Lego Robot

One of the holy grails of artificial intelligence has always been development of stand-alone tutoring systems. Bots that will help students learn without any of that pesky human interaction.

However, an IBM scientist who spent years trying to build one using the company’s high-profile Watson AI tool, says “we’ll have flying cars before we will have AI tutors.”

He says his team spent about five years trying, and along the way they helped build some small-scale attempts into learning products, such as a pilot chatbot assistant that was part of a Pearson online psychology courseware system in 2018.

But in the end, Nitta decided that even though the generative AI technology driving excitement these days brings new capabilities that will change education and other fields, the tech just isn’t up to delivering on becoming a generalized personal tutor, and won’t be for decades at least, if ever.

Which doesn’t mean education experts like Sal Khan won’t continue predicting that “A.I. chatbots would soon revolutionize education”.

“We’re at the cusp of using A.I. for probably the biggest positive transformation that education has ever seen. And the way we’re going to do that is by giving every student on the planet an artificially intelligent but amazing personal tutor.”

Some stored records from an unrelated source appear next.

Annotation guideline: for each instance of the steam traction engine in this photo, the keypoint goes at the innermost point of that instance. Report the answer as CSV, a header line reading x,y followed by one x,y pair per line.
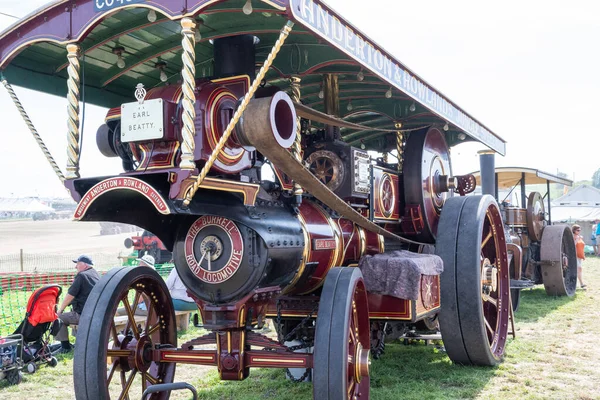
x,y
344,245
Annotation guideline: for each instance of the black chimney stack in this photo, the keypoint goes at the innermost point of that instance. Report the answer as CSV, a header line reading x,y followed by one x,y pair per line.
x,y
487,167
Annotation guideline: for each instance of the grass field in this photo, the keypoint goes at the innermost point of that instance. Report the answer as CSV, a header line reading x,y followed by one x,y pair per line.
x,y
555,356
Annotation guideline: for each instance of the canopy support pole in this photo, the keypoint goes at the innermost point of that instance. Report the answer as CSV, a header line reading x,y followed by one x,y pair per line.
x,y
73,85
188,72
285,31
32,129
297,146
399,146
549,200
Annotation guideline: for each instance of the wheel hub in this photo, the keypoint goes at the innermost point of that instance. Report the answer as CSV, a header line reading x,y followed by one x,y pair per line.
x,y
142,363
489,276
361,362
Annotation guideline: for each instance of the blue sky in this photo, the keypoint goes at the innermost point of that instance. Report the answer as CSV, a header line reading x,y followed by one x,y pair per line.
x,y
527,70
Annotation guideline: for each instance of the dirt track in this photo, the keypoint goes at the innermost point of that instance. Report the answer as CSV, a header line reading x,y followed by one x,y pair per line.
x,y
57,236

Ah, yes, “personalized” learning. An idea rich people have been throwing money at, and smart people have been developing, for longer than I’ve been alive.

Anyway, many of the tutorial products being marketed as powered by AI, like the one from Khan Academy, are based on ChatGPT. Which, of course, is a system that has had plenty of issues in its relatively short life.

So, if we’re not getting robot teachers any time soon, where does AI fit in the future of teaching and learning? Satya Nitta, the now-former IBM scientist, has an idea.

To Nitta, the stronger role is to serve as an assistant to experts rather than a replacement for an expert tutor. In other words, instead of replacing, say, a therapist, he imagines that chatbots can help a human therapist summarize and organize notes from a session with a patient.

“That’s a very helpful tool rather than an AI pretending to be a therapist,” he says. Even though that may be seen as “boring,” by some, he argues that the technology’s superpower is to “automate things that humans don’t like to do.”

I suspect he’s right. AI will not replace teachers, and others who work with the needs of people. It will instead free up for time for them to better address the needs of their students.

Because learning is and always will be a human process, not a robotic one.


I suspect most kids will gain far more from building and programming their own robots, like the one in the photo, instead of interacting with robotic tutors.